The extension to Pen-Y-Bryn, recognise those unfinished buildings?


As a child my family used to take long holidays in our caravan, and since even then I used to enjoy designing layouts, I doodled plans for a layout that would fit into a locker! However when I left home for university I figured I needed a layout to take, so out came the plan. The track layout was inspired by a layout called "Minibury Abbas" which I saw at a show, it used just 3 points and for a train to reverse a second loco was required to shunt it. Unlikely perhaps, but more interesting to operate! 


Boxton with later addition of fiddle-yard and lighting.

So Boxton was a true micro-layout, two boards of 15" by 6" which bolted together when one was inverted to make a box for transport.

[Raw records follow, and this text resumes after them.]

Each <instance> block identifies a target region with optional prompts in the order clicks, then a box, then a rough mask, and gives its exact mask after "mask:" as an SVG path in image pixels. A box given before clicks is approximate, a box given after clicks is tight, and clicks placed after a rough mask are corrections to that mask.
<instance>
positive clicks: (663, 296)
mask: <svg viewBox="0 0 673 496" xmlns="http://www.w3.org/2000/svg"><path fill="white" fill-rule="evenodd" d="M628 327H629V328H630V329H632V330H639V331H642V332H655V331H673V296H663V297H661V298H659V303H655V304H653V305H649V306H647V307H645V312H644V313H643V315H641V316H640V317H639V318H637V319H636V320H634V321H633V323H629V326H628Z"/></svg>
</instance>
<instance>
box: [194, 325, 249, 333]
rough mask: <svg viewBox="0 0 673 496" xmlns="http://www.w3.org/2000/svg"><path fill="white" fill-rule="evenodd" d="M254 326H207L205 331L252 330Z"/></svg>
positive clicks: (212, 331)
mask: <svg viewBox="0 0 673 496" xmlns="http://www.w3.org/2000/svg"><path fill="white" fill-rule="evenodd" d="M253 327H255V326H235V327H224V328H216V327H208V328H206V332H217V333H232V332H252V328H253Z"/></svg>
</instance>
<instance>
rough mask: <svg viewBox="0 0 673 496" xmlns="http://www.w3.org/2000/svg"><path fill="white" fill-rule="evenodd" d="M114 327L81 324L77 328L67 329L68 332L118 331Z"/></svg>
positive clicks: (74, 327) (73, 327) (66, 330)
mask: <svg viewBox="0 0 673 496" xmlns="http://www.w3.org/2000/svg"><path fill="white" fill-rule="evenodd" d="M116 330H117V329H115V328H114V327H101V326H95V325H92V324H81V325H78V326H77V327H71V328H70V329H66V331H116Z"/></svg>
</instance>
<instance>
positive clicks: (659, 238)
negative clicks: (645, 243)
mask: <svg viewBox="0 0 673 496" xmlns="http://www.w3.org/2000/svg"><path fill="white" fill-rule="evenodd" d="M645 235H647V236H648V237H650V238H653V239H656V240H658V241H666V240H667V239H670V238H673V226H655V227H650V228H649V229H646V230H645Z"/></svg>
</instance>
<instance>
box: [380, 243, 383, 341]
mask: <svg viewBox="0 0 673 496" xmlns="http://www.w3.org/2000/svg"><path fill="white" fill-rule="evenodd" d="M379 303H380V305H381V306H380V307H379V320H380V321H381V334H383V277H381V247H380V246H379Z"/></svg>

Although it incorporated a hidden track it wasn't very practical for rearranging a train, so later I added an external fiddle yard, and at the same time a top for the layout incorporating lighting, making it into a shelf display layout - a concept I have used on all subsequent layouts. The track plan was so compact I used Peco N-gauge set-track points to save space, although as they had dead frogs it did lead to poor running. They were operated via stiff wire (paper-clips - I was a student!), which terminated disguised as stacks of boxes, sacks, or barrels, pushing or pulling them changed the point!


A close-up view of Boxton

There followed another abortive project to build a light-railway terminus in 00 with a narrow-gauge (009) feeder. The concept was set high in a Welsh valley, the narrow gauge was to serve a dam construction project. However although at 7' long it was hardly a large layout, after several flat/house moves and about 7 years progress had stalled, and the arrival of children finally evicted it from the house altogether. By that time I had returned to the micro-layout theme with Southon Yard and Pen-Y-Bryn Quarry.